Married and living in Tel-Aviv with a newborn baby, Julian was sitting on a park bench surrounded by the aftermath of the social protests racking the city when he began writing a portrait: both of new fatherhood and the crisis of self it engenders, and of Tel-Aviv, the vibrant, modern, youthful city struggling not only with the international economic crises of the age, but also with a crippling existential insecurity, and the souring of the country’s nationalist dream.
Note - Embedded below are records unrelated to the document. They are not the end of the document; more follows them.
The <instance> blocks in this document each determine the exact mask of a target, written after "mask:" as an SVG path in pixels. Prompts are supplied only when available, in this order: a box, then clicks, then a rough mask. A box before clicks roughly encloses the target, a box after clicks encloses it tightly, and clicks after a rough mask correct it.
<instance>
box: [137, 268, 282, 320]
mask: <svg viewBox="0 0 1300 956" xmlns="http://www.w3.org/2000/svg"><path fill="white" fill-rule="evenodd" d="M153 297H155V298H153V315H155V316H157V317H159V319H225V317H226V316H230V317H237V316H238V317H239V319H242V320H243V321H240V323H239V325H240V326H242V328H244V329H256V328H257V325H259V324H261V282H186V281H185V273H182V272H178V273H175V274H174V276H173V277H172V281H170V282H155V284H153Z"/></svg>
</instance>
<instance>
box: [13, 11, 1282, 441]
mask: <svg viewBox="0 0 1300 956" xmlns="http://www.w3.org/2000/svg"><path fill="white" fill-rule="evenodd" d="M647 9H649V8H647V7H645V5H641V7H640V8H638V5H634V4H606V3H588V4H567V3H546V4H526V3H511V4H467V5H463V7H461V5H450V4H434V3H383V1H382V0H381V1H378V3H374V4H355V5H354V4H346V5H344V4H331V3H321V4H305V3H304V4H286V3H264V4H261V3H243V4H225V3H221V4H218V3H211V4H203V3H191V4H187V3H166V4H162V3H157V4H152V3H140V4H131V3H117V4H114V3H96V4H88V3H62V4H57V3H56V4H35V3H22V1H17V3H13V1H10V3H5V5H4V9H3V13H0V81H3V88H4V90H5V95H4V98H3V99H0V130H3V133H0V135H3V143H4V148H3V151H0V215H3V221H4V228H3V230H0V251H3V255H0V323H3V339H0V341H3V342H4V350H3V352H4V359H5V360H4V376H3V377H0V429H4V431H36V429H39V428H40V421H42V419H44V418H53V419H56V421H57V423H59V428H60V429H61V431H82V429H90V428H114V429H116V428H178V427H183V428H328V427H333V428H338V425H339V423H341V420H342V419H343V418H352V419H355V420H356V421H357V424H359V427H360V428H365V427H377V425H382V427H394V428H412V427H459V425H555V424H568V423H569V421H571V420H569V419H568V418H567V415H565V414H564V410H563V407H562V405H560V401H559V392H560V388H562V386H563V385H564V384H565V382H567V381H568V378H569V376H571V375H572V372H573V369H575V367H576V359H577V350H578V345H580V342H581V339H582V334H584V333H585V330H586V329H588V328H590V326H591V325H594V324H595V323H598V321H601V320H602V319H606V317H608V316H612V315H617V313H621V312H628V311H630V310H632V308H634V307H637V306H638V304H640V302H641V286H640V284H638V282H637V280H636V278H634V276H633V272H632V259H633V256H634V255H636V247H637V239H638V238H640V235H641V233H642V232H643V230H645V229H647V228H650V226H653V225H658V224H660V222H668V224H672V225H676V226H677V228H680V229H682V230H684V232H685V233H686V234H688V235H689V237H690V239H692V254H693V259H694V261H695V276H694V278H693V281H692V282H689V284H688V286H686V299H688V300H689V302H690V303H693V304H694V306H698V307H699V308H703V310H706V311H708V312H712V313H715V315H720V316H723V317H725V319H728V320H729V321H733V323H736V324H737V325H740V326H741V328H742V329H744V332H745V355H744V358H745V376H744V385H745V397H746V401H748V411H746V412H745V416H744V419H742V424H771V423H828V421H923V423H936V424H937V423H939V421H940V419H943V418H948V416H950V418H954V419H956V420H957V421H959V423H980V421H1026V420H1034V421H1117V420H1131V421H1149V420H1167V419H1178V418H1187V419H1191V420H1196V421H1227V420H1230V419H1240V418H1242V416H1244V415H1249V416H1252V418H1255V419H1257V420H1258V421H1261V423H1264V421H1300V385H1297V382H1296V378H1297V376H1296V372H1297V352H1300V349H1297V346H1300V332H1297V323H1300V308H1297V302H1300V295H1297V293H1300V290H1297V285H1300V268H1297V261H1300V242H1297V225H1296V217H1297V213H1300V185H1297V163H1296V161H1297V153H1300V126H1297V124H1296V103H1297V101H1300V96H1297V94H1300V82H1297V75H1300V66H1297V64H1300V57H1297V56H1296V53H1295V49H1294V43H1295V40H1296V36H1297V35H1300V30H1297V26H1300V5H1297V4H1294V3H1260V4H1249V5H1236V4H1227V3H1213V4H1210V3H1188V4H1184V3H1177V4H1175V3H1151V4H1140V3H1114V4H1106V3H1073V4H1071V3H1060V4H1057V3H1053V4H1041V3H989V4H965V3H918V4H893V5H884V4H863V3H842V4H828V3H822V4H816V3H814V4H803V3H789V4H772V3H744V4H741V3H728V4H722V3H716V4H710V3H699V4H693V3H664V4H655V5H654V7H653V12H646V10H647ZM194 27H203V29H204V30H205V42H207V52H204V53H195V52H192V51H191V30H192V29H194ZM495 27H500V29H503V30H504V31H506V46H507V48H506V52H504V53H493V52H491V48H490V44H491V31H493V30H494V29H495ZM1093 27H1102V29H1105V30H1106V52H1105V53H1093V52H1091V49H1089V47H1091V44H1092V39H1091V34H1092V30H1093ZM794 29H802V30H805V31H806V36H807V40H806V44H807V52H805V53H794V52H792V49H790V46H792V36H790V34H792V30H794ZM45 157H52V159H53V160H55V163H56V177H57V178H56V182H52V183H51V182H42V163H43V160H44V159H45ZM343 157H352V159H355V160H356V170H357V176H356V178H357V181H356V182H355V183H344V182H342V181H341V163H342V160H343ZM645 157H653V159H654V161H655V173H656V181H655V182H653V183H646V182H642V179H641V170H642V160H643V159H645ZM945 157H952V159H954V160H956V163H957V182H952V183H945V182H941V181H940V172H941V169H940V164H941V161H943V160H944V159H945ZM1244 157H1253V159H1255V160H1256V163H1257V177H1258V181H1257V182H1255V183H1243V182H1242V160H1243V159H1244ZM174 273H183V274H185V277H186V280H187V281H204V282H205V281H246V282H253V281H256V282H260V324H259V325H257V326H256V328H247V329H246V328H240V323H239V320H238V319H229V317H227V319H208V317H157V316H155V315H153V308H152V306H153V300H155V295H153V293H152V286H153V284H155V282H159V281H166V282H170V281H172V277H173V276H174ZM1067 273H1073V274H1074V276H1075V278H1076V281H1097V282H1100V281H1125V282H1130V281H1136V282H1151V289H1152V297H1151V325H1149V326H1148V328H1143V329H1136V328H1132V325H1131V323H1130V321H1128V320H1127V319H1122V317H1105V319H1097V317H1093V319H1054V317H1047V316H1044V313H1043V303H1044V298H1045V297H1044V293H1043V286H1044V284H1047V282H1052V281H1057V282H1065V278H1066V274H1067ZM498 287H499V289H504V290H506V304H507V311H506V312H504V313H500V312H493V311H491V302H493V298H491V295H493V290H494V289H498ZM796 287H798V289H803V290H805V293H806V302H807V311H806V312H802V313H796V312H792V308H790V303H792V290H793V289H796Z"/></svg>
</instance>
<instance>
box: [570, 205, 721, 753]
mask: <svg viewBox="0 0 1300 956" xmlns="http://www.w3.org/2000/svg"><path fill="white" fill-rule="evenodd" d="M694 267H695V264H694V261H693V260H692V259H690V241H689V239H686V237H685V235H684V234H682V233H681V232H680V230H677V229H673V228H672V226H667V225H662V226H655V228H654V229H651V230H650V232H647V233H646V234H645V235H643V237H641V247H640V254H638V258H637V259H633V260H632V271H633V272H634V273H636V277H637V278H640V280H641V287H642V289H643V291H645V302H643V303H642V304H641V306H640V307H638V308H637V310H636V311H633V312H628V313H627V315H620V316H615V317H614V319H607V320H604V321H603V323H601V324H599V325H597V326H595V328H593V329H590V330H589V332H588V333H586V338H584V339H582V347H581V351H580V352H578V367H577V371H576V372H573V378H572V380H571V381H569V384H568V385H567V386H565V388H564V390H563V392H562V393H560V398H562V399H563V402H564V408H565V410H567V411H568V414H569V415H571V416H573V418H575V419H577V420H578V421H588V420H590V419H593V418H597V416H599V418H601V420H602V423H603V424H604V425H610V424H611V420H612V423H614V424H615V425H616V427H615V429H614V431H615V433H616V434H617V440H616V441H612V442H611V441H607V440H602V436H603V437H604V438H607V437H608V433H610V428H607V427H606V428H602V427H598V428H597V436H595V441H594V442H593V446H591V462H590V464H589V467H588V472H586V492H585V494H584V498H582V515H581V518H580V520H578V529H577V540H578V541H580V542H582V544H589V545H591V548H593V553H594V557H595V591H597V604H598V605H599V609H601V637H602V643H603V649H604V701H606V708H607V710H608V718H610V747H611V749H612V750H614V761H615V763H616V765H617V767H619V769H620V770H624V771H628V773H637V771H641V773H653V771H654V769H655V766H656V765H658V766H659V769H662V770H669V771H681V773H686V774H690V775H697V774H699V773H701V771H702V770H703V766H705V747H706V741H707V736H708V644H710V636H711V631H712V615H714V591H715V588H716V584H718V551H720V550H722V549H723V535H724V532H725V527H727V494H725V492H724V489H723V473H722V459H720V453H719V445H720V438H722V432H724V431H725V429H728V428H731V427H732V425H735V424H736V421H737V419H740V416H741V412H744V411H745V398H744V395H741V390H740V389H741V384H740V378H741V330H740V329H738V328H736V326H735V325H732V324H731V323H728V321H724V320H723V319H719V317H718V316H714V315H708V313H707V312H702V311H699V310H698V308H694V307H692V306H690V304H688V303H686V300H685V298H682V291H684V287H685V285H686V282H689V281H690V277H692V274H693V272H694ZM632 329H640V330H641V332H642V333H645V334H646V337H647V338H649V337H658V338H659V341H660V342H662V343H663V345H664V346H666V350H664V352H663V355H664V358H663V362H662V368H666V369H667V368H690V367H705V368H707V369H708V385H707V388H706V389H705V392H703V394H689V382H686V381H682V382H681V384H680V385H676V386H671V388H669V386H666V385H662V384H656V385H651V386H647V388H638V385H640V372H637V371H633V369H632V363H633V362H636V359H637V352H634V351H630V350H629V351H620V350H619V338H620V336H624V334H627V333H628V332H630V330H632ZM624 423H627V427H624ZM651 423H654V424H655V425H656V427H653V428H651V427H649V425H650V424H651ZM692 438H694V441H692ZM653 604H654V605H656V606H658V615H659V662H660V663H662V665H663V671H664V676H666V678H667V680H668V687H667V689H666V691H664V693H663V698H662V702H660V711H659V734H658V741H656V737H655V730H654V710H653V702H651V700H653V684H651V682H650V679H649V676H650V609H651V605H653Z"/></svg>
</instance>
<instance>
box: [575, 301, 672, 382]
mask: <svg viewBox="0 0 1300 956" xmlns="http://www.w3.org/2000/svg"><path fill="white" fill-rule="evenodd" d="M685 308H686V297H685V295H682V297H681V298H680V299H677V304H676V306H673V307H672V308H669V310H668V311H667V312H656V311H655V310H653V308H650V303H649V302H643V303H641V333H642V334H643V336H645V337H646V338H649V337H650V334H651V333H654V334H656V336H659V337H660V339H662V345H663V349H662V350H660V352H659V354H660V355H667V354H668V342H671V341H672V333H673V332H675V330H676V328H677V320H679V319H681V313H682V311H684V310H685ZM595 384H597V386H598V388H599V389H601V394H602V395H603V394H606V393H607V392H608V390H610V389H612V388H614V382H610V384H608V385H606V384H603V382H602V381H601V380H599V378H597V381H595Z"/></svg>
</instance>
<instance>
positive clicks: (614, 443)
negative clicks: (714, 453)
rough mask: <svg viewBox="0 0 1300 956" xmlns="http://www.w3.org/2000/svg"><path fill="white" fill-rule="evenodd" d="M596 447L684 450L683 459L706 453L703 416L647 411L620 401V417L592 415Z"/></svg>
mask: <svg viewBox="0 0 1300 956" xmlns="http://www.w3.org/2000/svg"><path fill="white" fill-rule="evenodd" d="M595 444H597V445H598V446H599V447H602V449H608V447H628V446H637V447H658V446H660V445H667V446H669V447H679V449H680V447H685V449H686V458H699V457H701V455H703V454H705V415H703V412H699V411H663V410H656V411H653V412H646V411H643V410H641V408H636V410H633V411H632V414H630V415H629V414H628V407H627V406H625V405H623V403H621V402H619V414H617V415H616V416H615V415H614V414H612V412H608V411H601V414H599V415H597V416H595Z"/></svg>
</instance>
As he wrote, he would witness the protests spasm to a violent end, and Tel-Aviv would come under direct rocket attack for the first time in over twenty years.
Julian splits his time between London and Tel-Aviv, with his wife, two daughters and two female dogs.
Julian is reading at The Riff Raff writers' meet-up on Thursday December 14th – get your tickets here.
Here's the blurb for This is how we talk...
Life in Tel Aviv, Israel's famed party town, is restless, relentless and amoral, a cycle of hedonism and bitter regret. Modern couple, Yonotan and Lia, are at the heart of the scene, and this is the story of their relationship, lives as parents and the fallout from their break-up.With searing honesty, Furman examines the younger generation of Israelis, alienated from their state and morally conflicted about their role as soldiers and citizens; burdened with responsibility of forging the future for a nation perpetually at war with itself.
Describe the exact moment you decided to write your book?
Read This is How We Talk’s first page. As new parents, struggling to get to grips with the changes our first daughter brought to our lives, my wife and I had just had a fight. I left home with a notepad and a pen, found a bench in the local park, and began to write. I don’t think I had a complete understanding of what I wanted to create, just that I wanted to describe our experience, and the strange socio-political events occurring all around us in the city in which we lived.
What’s the one thing you wish you’d known before starting to write your first book?
How all-consuming the process is. Even if you’re writing about your own street, it exists in this parallel universe, and you’re the only one who can see it. It becomes obvious pretty quickly that you can’t talk to anyone about what you’re constructing, and part of being a writer becomes curating the isolation: finding space for both universes to exist side by side – your book’s world, and the world of your friends and family and life.